A palavra árabe para “ventre” (rahim) tem uma relação etimológica com a palavra para “santidade” (hurmah) no que os linguistas árabes chamam de “a maior derivação”. O útero tem uma santidade divina. Deus o criou como o espaço sagrado onde ocorre o maior ato criativo do divino: a criação de um ser senciente e sapiencial com potencial para conhecer o divino. A inevitabilidade milagrosa de um óvulo fecundado ocorre apenas pelo cuidado providencial de seu Criador. Cada antepassado - dos dois pais aos quatro avós e aos oito, exponencialmente de volta a um ponto em que eventualmente se transformam em apenas duas pessoas - teve que sobreviver a guerras, fomes, doenças infantis, desastres naturais, acidentes e todos os outros obstáculos para sobreviver, o milagre que permanece como a miríade de pessoas vivas hoje. Cada um de nós faz parte de uma cadeia ininterrupta de volta aos primeiros pais.
A pobreza extrema e o desejo de independência das crianças em um mundo que desvalorizou a maternidade por meio de intensas pressões sociais individualistas relacionadas à meritocracia, psicologia e até mesmo o uso indevido do louvável igualitarismo de gênero são as principais razões pelas quais as pessoas no Ocidente hoje escolhem o aborto. Sem dúvida, muitas mulheres são genuinamente desafiadas e se sentem inadequadas e despreparadas como mães. A maior demografia entre os pobres na América continua sendo as mães solteiras. Abortos motivados por saber, por meio do milagre da tecnologia do ultrassom, que a prole será do sexo feminino, como é o caso da China e da Índia, podem ser vistos como uma forma “avançada” do infanticídio praticado na antiguidade após o nascimento. Indiscutivelmente, se os árabes pré-islâmicos possuíssem ultra-som e métodos modernos de aborto, eles não teriam esperado que a menina chegasse a termo; em vez disso, eles teriam abortado a criança nos primeiros estágios da gravidez. Os testes genéticos agora também podem prever (nem sempre de forma confiável) qualquer número de deficiências graves com as quais uma criança pode nascer. Na ausência de quaisquer injunções religiosas sobre a santidade da vida, o aborto é indiscutivelmente uma maneira “válida” de lidar com gravidezes indesejadas e superpopulação, para não mencionar a promoção da eugenia.

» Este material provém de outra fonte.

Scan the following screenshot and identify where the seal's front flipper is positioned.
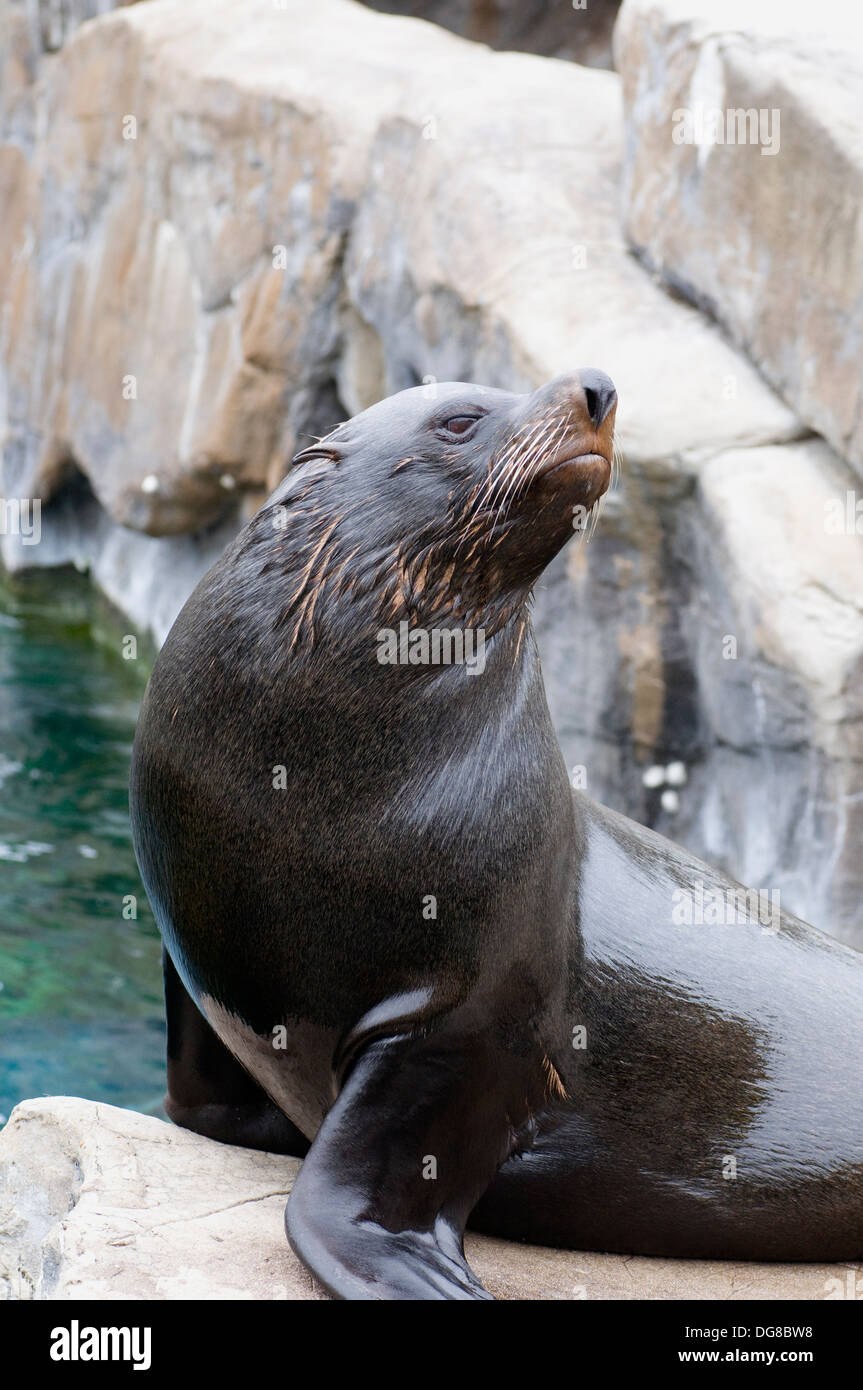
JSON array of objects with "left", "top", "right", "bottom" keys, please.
[
  {"left": 163, "top": 948, "right": 309, "bottom": 1156},
  {"left": 286, "top": 1021, "right": 544, "bottom": 1300}
]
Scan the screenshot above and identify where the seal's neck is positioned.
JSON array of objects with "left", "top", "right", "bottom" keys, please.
[
  {"left": 210, "top": 490, "right": 572, "bottom": 829},
  {"left": 234, "top": 474, "right": 536, "bottom": 664},
  {"left": 191, "top": 536, "right": 576, "bottom": 920}
]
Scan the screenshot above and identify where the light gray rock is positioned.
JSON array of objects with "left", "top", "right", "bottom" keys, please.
[
  {"left": 0, "top": 1, "right": 141, "bottom": 165},
  {"left": 0, "top": 0, "right": 802, "bottom": 543},
  {"left": 339, "top": 37, "right": 803, "bottom": 466},
  {"left": 3, "top": 0, "right": 140, "bottom": 57},
  {"left": 695, "top": 441, "right": 863, "bottom": 762},
  {"left": 615, "top": 0, "right": 863, "bottom": 472},
  {"left": 535, "top": 435, "right": 863, "bottom": 947},
  {"left": 2, "top": 1097, "right": 858, "bottom": 1300},
  {"left": 0, "top": 1097, "right": 314, "bottom": 1300}
]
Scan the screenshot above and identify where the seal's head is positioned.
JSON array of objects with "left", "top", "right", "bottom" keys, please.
[{"left": 252, "top": 370, "right": 616, "bottom": 649}]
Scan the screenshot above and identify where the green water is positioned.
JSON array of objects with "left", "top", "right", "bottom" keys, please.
[{"left": 0, "top": 566, "right": 164, "bottom": 1124}]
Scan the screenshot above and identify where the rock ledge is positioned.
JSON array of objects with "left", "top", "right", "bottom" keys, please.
[{"left": 0, "top": 1098, "right": 857, "bottom": 1300}]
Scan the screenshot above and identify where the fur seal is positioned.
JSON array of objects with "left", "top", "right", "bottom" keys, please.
[{"left": 130, "top": 371, "right": 863, "bottom": 1300}]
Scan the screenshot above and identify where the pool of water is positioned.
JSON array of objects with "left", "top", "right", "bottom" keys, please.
[{"left": 0, "top": 565, "right": 164, "bottom": 1124}]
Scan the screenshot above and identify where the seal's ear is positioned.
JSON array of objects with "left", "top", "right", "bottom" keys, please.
[{"left": 290, "top": 441, "right": 342, "bottom": 469}]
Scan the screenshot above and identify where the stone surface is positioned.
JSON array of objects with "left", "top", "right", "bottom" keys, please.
[
  {"left": 535, "top": 435, "right": 863, "bottom": 948},
  {"left": 0, "top": 0, "right": 802, "bottom": 542},
  {"left": 615, "top": 0, "right": 863, "bottom": 472},
  {"left": 688, "top": 443, "right": 863, "bottom": 937},
  {"left": 341, "top": 51, "right": 801, "bottom": 469},
  {"left": 2, "top": 1097, "right": 858, "bottom": 1300},
  {"left": 3, "top": 0, "right": 140, "bottom": 57}
]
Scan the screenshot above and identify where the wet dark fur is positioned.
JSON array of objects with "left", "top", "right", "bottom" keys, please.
[{"left": 130, "top": 376, "right": 863, "bottom": 1300}]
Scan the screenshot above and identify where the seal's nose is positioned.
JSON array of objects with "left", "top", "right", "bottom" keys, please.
[{"left": 579, "top": 369, "right": 617, "bottom": 428}]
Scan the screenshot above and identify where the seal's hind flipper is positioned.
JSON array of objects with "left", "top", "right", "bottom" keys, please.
[
  {"left": 162, "top": 947, "right": 309, "bottom": 1156},
  {"left": 285, "top": 1023, "right": 543, "bottom": 1300}
]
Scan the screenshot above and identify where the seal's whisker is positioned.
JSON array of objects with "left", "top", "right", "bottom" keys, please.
[
  {"left": 501, "top": 415, "right": 568, "bottom": 519},
  {"left": 583, "top": 492, "right": 605, "bottom": 546},
  {"left": 483, "top": 419, "right": 544, "bottom": 519},
  {"left": 498, "top": 416, "right": 566, "bottom": 524},
  {"left": 492, "top": 419, "right": 553, "bottom": 520},
  {"left": 480, "top": 423, "right": 541, "bottom": 510},
  {"left": 483, "top": 414, "right": 555, "bottom": 516},
  {"left": 469, "top": 417, "right": 546, "bottom": 522},
  {"left": 612, "top": 438, "right": 622, "bottom": 491},
  {"left": 584, "top": 499, "right": 599, "bottom": 545}
]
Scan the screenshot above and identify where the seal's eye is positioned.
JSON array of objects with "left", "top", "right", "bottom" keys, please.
[{"left": 439, "top": 415, "right": 481, "bottom": 438}]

Quando os anjos perguntaram por que Deus colocaria na terra “aqueles que derramam sangue e semeiam corrupção”, Deus respondeu: “Eu sei o que você não sabe” (Alcorão 2:30). Deus sabia que haveria pessoas justas que se recusariam a derramar sangue. Os abortos são notados pelo sangue que flui durante e depois deles. Para quem acredita em um Criador misericordioso que criou o ser humano com propósito e providência, o aborto, com raras exceções, deve ser visto pelo que é: um assalto a uma vida santificada, em um espaço sagrado, por mão profana.